Кайак стоял у входа, вцепившись в шкуры. Ветер задувал внутрь, гася последние угли костра. Он смотрел в белую пустоту, где только что стоял Унук, и ему казалось, что он слышит скрип удаляющихся лыж. Или это ветер играл с ним, подшучивая над стариком, который остался один на краю света, в яранге, где стены покрыты инеем, а внутри больше нет тепла.
Он опустил полог, вернулся к костру и подбросил последние ветки, пытаясь сохранить огонь. Дым ел глаза, но он не закрывал их, а сидел, глядя на пламя, и ждал, когда вернётся Унук, или... когда наступит конец.
Пурга усиливалась.

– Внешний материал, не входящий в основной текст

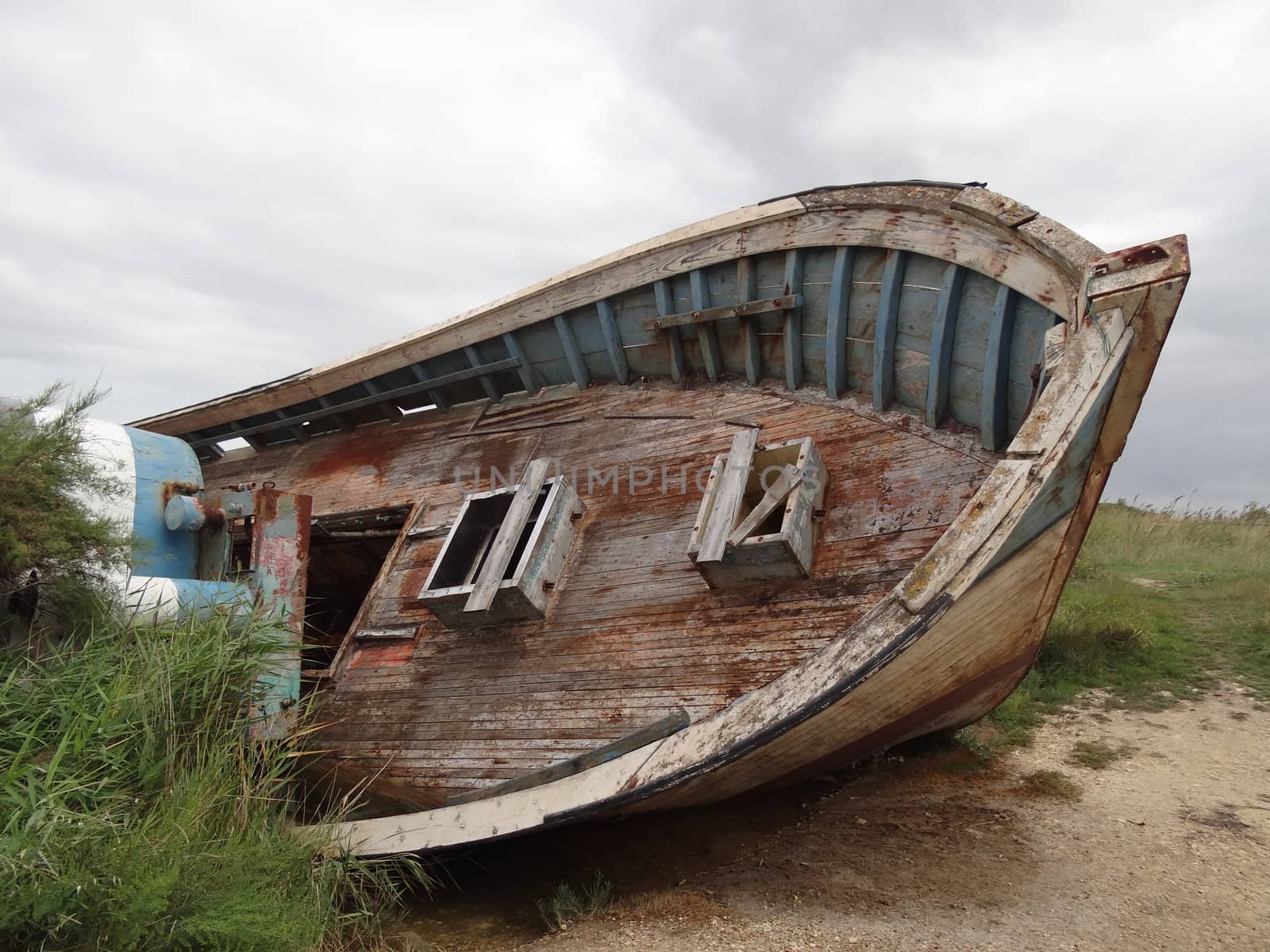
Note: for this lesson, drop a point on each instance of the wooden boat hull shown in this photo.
(963, 625)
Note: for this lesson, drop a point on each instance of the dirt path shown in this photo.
(1168, 847)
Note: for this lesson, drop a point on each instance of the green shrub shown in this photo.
(48, 537)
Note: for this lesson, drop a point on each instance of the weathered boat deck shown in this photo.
(633, 631)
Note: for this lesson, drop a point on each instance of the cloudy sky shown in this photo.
(198, 200)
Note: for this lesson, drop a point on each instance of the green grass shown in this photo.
(1098, 755)
(1053, 785)
(567, 905)
(137, 816)
(1160, 606)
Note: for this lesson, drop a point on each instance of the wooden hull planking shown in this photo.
(901, 324)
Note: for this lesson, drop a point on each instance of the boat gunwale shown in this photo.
(1053, 245)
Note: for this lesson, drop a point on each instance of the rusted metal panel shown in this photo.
(279, 555)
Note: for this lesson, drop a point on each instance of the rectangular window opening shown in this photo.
(457, 590)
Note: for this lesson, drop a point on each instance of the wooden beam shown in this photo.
(836, 329)
(391, 410)
(244, 433)
(487, 382)
(613, 340)
(996, 371)
(664, 727)
(332, 409)
(943, 334)
(708, 315)
(705, 332)
(526, 370)
(794, 262)
(572, 353)
(298, 431)
(436, 397)
(673, 342)
(778, 492)
(200, 441)
(486, 585)
(886, 328)
(728, 493)
(747, 290)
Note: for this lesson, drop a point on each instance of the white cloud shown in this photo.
(197, 200)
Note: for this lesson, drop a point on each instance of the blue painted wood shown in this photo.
(1062, 492)
(526, 370)
(613, 340)
(160, 461)
(996, 371)
(487, 382)
(706, 336)
(943, 334)
(569, 344)
(836, 329)
(794, 263)
(673, 342)
(884, 329)
(747, 291)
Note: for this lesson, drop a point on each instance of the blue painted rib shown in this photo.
(487, 382)
(1062, 492)
(526, 370)
(613, 340)
(162, 460)
(747, 290)
(943, 334)
(996, 371)
(706, 336)
(794, 263)
(886, 329)
(836, 329)
(673, 342)
(569, 344)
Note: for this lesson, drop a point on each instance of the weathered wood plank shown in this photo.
(436, 397)
(487, 382)
(526, 370)
(706, 336)
(747, 290)
(943, 334)
(795, 262)
(708, 315)
(613, 340)
(836, 328)
(508, 533)
(664, 727)
(884, 333)
(728, 493)
(918, 221)
(996, 370)
(391, 410)
(673, 342)
(334, 410)
(775, 497)
(572, 353)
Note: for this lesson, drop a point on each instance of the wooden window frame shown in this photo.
(734, 562)
(524, 596)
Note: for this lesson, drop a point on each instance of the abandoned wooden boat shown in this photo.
(722, 511)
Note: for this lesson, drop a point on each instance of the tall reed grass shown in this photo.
(137, 816)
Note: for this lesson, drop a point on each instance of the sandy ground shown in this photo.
(1168, 847)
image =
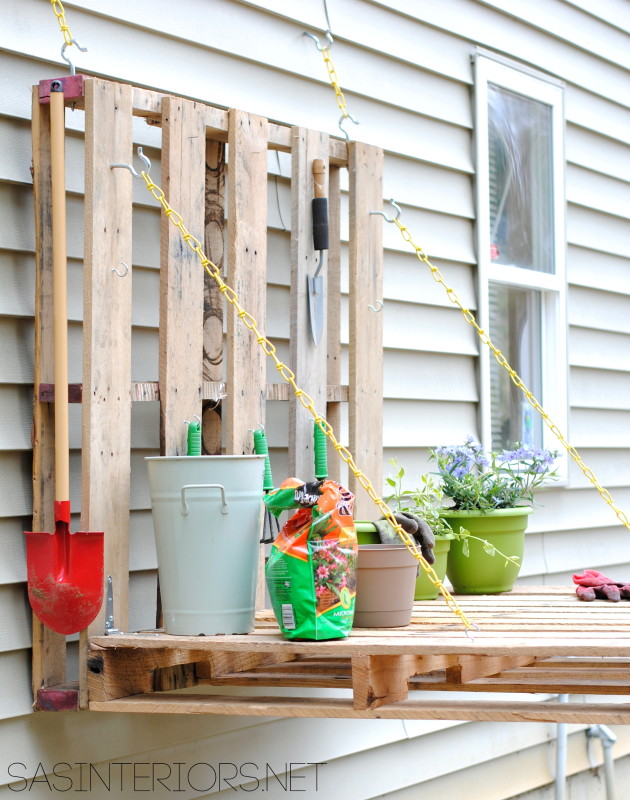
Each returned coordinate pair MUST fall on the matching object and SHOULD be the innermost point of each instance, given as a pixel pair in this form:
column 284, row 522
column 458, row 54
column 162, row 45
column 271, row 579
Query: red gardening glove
column 592, row 584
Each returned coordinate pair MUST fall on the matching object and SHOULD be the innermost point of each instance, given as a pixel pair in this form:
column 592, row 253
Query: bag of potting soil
column 311, row 570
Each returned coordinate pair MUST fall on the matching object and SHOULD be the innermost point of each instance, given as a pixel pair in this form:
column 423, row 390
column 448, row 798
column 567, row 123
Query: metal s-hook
column 68, row 61
column 343, row 118
column 135, row 174
column 121, row 274
column 385, row 217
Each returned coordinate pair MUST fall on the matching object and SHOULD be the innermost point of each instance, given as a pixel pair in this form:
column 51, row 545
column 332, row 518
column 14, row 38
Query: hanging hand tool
column 271, row 526
column 64, row 570
column 315, row 284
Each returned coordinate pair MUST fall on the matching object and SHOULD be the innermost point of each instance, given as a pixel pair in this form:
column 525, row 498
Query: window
column 521, row 244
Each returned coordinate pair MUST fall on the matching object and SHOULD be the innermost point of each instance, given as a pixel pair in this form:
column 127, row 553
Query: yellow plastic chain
column 332, row 74
column 248, row 320
column 57, row 7
column 501, row 359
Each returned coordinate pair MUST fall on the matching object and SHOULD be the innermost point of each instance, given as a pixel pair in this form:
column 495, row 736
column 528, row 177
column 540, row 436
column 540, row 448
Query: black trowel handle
column 320, row 206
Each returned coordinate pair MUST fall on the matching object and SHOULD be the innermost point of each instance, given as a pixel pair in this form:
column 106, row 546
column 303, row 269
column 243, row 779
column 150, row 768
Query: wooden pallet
column 537, row 641
column 222, row 199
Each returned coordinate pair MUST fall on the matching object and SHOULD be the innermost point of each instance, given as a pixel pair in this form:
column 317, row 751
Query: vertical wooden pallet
column 193, row 357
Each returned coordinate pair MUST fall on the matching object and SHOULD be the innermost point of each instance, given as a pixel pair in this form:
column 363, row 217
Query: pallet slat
column 502, row 711
column 380, row 666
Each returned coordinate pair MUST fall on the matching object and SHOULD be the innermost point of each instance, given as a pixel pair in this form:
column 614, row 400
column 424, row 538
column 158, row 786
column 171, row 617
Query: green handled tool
column 271, row 526
column 194, row 438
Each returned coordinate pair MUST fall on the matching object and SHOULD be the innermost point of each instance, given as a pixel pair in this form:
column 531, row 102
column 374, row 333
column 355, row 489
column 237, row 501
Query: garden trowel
column 315, row 284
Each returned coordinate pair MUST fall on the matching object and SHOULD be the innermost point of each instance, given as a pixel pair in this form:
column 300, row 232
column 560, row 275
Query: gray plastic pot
column 386, row 581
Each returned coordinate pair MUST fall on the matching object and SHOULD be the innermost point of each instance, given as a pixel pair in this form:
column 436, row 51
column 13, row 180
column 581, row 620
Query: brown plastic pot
column 386, row 581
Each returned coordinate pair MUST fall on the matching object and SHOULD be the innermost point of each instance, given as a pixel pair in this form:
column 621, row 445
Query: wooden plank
column 246, row 265
column 308, row 360
column 472, row 667
column 49, row 648
column 333, row 405
column 114, row 673
column 213, row 299
column 365, row 418
column 181, row 274
column 500, row 711
column 148, row 104
column 106, row 412
column 377, row 680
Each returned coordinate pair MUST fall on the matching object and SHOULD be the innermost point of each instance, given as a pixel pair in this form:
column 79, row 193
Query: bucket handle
column 224, row 509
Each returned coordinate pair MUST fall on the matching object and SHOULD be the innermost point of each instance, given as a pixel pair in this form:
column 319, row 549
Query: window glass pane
column 515, row 328
column 521, row 185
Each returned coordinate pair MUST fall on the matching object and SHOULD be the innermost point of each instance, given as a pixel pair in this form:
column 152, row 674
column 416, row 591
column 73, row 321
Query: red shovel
column 64, row 570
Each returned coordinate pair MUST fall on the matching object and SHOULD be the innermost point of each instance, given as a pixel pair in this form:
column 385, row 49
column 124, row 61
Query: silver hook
column 65, row 57
column 390, row 219
column 142, row 157
column 343, row 118
column 121, row 274
column 331, row 41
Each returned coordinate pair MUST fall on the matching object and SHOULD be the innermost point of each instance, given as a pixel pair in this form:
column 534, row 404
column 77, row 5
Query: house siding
column 405, row 68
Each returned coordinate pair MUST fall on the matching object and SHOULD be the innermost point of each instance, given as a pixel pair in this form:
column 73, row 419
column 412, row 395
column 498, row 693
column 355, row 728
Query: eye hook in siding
column 342, row 119
column 331, row 41
column 68, row 61
column 385, row 217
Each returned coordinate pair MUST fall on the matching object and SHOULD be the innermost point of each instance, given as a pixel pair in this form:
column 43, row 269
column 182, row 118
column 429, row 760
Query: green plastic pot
column 425, row 590
column 479, row 572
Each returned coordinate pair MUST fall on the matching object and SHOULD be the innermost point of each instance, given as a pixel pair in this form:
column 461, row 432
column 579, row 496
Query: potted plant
column 425, row 502
column 492, row 496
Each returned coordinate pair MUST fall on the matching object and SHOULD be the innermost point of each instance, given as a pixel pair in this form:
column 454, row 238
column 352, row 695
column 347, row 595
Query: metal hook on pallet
column 68, row 61
column 385, row 217
column 342, row 119
column 331, row 41
column 121, row 274
column 135, row 174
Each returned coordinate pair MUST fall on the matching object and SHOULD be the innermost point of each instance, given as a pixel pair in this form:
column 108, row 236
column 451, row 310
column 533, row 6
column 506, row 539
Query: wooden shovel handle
column 60, row 307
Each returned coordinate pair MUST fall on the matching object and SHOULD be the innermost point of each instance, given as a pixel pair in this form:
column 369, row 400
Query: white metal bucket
column 207, row 517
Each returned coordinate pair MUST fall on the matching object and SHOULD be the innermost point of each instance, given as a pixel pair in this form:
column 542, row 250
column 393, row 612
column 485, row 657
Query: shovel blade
column 315, row 290
column 65, row 577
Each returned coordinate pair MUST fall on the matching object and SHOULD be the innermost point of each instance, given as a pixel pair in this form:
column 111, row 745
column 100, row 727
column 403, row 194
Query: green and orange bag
column 311, row 570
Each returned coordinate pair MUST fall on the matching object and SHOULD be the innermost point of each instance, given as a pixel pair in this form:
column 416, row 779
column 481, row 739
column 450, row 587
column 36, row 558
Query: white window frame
column 554, row 400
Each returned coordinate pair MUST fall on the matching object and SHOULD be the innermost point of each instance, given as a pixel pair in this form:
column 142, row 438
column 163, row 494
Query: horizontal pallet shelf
column 538, row 641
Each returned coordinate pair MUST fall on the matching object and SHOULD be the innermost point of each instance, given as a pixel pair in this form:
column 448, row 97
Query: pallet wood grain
column 491, row 710
column 247, row 275
column 365, row 410
column 181, row 275
column 308, row 359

Ветер выл теперь на одной высокой, протяжной ноте. Казалось, что земля стонет и лёд трескается от этого стона. Тьма сгущалась, чтобы поглотить ярангу и всё остальное, что ещё осталось от их мира.
Кайак сидел, сжав в руках чётки из китового уса. Он не перебирал их, а просто держал и думал о том, что сказал Унук перед уходом. Он не знал, есть ли у них ещё время. Эту ярангу строил ещё его отец.
Пальцы его дрожали не от холода, а от страха, который он так долго отрицал и прятал за гордостью, словами о предках и верой в то, что они особенные. Теперь страх вышел наружу и Кайак не мог его унять. Он закрыл глаза. В темноте ему почудилось, что он слышит приближающиеся шаги Унука, но это был лишь ветер...
Тишина
Визг ветра достиг той границы, за когда звук превращается в боль. Он проникает в уши, заставляя каждую клетку тела вибрировать на одной высокой ноте. Кажется, что сам воздух кричит, а земля корчится в агонии и это разрывает пространство вокруг на куски.
Картинка распадалась. Обрывки. Осколки. Сознание пыталось склеить всё в подобие реальности. Возникал крупный план лица Унука со щекой, обмороженной до белизны и лопнувшими сосудами, проступающими багровыми нитями под тонкой кожей. Появились глаза Кайака в яранге. Огромные. Чёрные. В них отражалось мерцание костра, который ещё сопротивляется тьме. Перед глазами появились лыжи, проваливающиеся в снег и руки, сжимающие древко. Вокруг лишь белое марево, в котором исчезает всё, даже время.
Унук шёл, не понимая, сколько прошло времени. Час. Два. Целая жизнь. Ноги двигались сами, подчиняясь какому-то древнему инстинкту, который не спрашивал, есть ли смысл, а просто заставлял делать следующий шаг. Ветер бил в лицо, залепляя глаза снегом и заставляя дышать через раз. Каждые несколько шагов приходилось останавливаться, чтобы откашляться и набрать воздуха, который резал лёгкие словно нож.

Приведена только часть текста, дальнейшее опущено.